Delaware's engineering department went before City Council this week to ask for additional funds to accommodate an unexpected boom in residential and business development.
At its meeting Monday, July 22, council approved a transfer of $175,000 from the general fund to the engineering budget, which originally was allotted only $50,000 for the year.
"It's difficult to predict how much you'll need, and this year, things are really kicking into high gear," Director of Engineering Services Bill Ferrigno said.
The demand for engineering services will come in large part from residential development. The Traditions at Carson Farms and Communities at Glenross are slated to begin construction soon, and Heatherton, Preserve at Quail Pass and Stavroff Residential are are planned to begin taking shape this fall.
Delaware Place, Springer Woods and Braumiller Estates also have development slated for this year.
Future business developments include CVS, Brown Jug Storage and a Chesrown auto dealership.
"This is a good sign for our development and our economy," City Manager Tom Homan told council before it unanimously approved the extra funds.
The $175,000 will be used to hire five building inspectors who will work on contract from August to October, when construction will begin on the bulk of the upcoming development projects, Ferrigno said. A full-time construction manager also will join the department that's currently staffed with eight workers.
Ferrigno pointed out the appropriations would pay off in the long run, because the engineering department anticipates collecting an estimated $203,189 in service fees.
The Preserve at Quail Pass apartment complex is the latest to announce development for the fall. At the July 22 meeting, council approved the final development plan for the complex that, once finished, will feature 340 two-bedroom apartments.
The first phase of the project will begin this fall when 94 homes are built.
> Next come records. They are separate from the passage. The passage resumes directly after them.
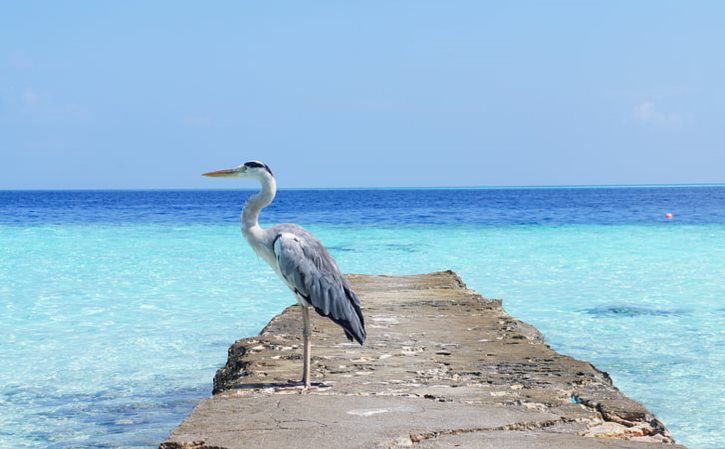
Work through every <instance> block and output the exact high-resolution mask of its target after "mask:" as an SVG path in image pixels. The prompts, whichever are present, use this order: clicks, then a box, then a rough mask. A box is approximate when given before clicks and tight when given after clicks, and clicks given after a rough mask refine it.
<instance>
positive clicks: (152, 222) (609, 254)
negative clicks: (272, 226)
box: [0, 206, 725, 449]
mask: <svg viewBox="0 0 725 449" xmlns="http://www.w3.org/2000/svg"><path fill="white" fill-rule="evenodd" d="M237 212H238V206H237V207H236V210H234V211H233V213H232V216H231V218H230V219H224V220H220V224H206V223H197V222H190V223H189V222H187V223H173V222H166V221H164V220H161V221H160V222H145V221H140V222H135V223H134V222H129V221H122V222H121V223H120V224H110V223H108V222H100V223H92V224H84V223H68V222H63V223H57V224H50V225H44V224H41V223H33V224H32V225H28V224H22V223H21V224H18V223H12V224H5V225H0V251H2V254H1V256H2V257H0V298H1V299H2V301H1V302H0V307H1V310H2V321H1V322H0V360H2V366H0V447H14V448H41V447H51V448H69V447H154V446H156V445H158V443H159V441H160V440H162V439H163V438H164V437H165V436H166V434H167V433H168V432H169V431H170V430H171V429H172V428H173V427H175V426H176V425H177V424H178V423H179V422H180V420H181V419H183V416H185V415H186V414H187V413H188V412H189V411H190V410H191V408H192V407H193V406H194V404H195V403H196V401H197V400H198V399H199V398H201V397H204V396H207V395H208V394H209V392H210V389H211V378H212V376H213V373H214V371H215V370H216V369H217V368H218V367H219V366H220V365H221V364H223V363H224V361H225V359H226V350H227V348H228V346H229V344H230V343H231V342H232V341H233V340H235V339H237V338H240V337H243V336H248V335H252V334H255V333H256V332H258V331H259V330H260V329H261V327H262V326H264V325H265V324H266V323H267V321H268V320H269V319H270V318H271V317H272V316H273V315H274V314H276V313H278V312H279V311H280V310H282V308H283V307H285V306H286V305H288V304H292V303H293V298H292V296H291V294H290V293H289V292H287V291H285V289H284V288H283V287H282V286H281V284H280V283H279V282H278V280H277V279H276V278H275V277H274V275H273V274H272V272H271V270H270V269H269V268H268V267H266V265H264V262H262V261H259V260H257V258H256V256H254V254H253V253H252V252H251V250H249V249H248V248H247V247H246V244H245V242H244V241H243V239H242V238H241V236H240V234H239V228H238V226H237V224H236V223H235V222H234V221H235V219H234V217H233V215H236V213H237ZM188 221H194V220H188ZM295 221H301V222H303V221H302V220H295ZM303 223H304V222H303ZM308 228H310V229H311V230H312V231H313V232H314V233H315V234H316V235H317V236H318V237H319V238H320V239H321V240H322V241H323V242H324V243H325V244H326V245H327V246H328V247H329V248H330V250H331V253H332V254H333V255H334V256H335V257H336V258H337V259H338V262H339V264H340V265H341V266H342V267H343V268H344V270H345V271H348V272H358V273H391V274H407V273H421V272H429V271H435V270H443V269H453V270H455V271H457V272H458V273H459V274H460V275H461V276H462V277H463V279H464V280H465V281H466V283H467V284H468V285H469V287H471V288H473V289H476V290H478V291H479V292H480V293H482V294H483V295H484V296H486V297H492V298H502V299H503V300H504V306H505V307H506V309H507V310H508V311H509V312H510V313H511V314H513V315H514V316H516V317H517V318H520V319H523V320H525V321H527V322H529V323H532V324H534V325H535V326H537V327H538V328H539V329H540V330H541V331H542V332H544V334H545V335H546V338H547V340H548V342H549V343H550V344H551V345H552V346H553V347H554V348H555V349H557V350H558V351H560V352H563V353H566V354H569V355H572V356H574V357H577V358H580V359H584V360H588V361H591V362H593V363H594V364H595V365H596V366H597V367H599V368H600V369H603V370H605V371H607V372H609V373H610V375H611V376H612V377H613V379H614V381H615V383H616V385H617V386H618V387H620V388H621V389H622V390H623V391H624V392H625V393H626V394H628V395H629V396H631V397H633V398H635V399H637V400H639V401H641V402H643V403H644V404H645V405H646V406H648V407H649V408H650V409H651V410H653V411H654V412H655V413H656V414H657V415H658V416H659V417H660V418H661V419H662V420H663V421H664V422H665V424H666V425H667V426H668V427H669V428H670V430H671V431H672V432H673V434H674V436H675V438H676V439H677V440H678V441H679V442H683V443H684V444H687V445H688V446H689V447H690V448H692V449H694V448H705V449H715V448H720V447H722V442H723V431H722V425H721V424H722V422H724V421H725V414H724V411H723V410H725V407H724V405H725V404H724V403H723V401H724V400H725V398H724V395H723V385H725V345H724V344H723V343H724V341H725V340H724V339H723V329H725V326H723V324H725V287H724V285H723V283H724V281H723V279H725V225H723V224H718V223H709V224H681V223H680V224H677V223H658V224H657V225H649V224H636V223H635V224H576V223H575V224H552V225H546V224H515V225H512V224H506V225H496V224H475V223H465V224H460V225H450V224H449V225H445V226H442V225H437V224H410V223H408V224H401V225H395V224H390V223H388V224H383V225H371V224H369V223H368V224H350V223H346V224H331V223H325V220H318V222H317V223H311V224H310V225H308Z"/></svg>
Andy Warnock of the community's developer, Redwood Acquisitions, said he expects the 1,300-square-foot apartments near the Glenwood Commons business district to rent quickly.
"We see these apartments filling a niche in the market for two-car attached garages, because that's the No. 1 amenity people are looking for, especially in Ohio," Warnock said. "We think the demand will be high, but we're going to build one phase at a time."
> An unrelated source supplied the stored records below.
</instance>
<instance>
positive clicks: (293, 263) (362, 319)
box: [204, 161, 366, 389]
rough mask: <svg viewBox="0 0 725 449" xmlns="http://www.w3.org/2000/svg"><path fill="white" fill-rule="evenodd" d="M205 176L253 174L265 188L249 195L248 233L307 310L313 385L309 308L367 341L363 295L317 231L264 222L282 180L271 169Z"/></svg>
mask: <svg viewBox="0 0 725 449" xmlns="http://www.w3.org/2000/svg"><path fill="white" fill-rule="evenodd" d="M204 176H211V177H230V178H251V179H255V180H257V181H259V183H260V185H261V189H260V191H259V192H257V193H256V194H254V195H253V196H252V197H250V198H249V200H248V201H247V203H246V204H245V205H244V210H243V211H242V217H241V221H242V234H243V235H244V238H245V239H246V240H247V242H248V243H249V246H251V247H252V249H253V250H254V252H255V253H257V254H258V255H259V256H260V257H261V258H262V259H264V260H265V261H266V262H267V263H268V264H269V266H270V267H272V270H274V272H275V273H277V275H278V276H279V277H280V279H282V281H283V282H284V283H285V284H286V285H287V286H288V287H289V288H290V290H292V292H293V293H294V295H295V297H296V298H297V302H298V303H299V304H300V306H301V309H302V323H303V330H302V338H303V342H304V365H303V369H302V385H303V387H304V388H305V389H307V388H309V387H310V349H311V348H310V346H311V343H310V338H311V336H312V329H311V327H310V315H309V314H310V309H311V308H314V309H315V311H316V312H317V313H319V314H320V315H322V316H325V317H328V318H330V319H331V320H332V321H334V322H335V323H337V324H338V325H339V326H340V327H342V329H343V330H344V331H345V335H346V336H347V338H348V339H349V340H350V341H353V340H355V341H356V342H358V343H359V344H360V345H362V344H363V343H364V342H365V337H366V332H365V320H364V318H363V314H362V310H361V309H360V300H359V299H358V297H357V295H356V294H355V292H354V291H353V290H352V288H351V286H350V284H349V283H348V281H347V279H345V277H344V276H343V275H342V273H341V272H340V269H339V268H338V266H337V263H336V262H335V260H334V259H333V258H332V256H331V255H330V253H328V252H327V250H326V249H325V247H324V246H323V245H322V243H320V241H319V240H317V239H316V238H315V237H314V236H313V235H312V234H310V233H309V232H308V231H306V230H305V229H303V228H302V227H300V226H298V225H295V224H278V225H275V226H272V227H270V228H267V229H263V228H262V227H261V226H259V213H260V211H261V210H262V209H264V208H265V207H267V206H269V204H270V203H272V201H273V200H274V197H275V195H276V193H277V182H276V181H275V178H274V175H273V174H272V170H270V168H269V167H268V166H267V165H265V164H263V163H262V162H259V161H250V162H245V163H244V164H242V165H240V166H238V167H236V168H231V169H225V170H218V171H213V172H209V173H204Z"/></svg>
Council also approved a final development plan that calls for the expansion of Buehler's.
The grocery store that sits on more than 17 acres on West Central Avenue has proposed the development of two commercial buildings in front of its existing location.
Work would include completion of a sidewalk along West Central Avenue as well as the installation of a traffic signal and additional lanes.
The plan calls for the 85,000-square-foot brick buildings to include a 90-seat restaurant and a parking lot that won't be visible from the street.
During a public meeting in March, neighbors of the development were in favor of the expansion, said city Planning and Community Development Director Dave Efland.
Upgrades to the area are not expected to begin in 2013.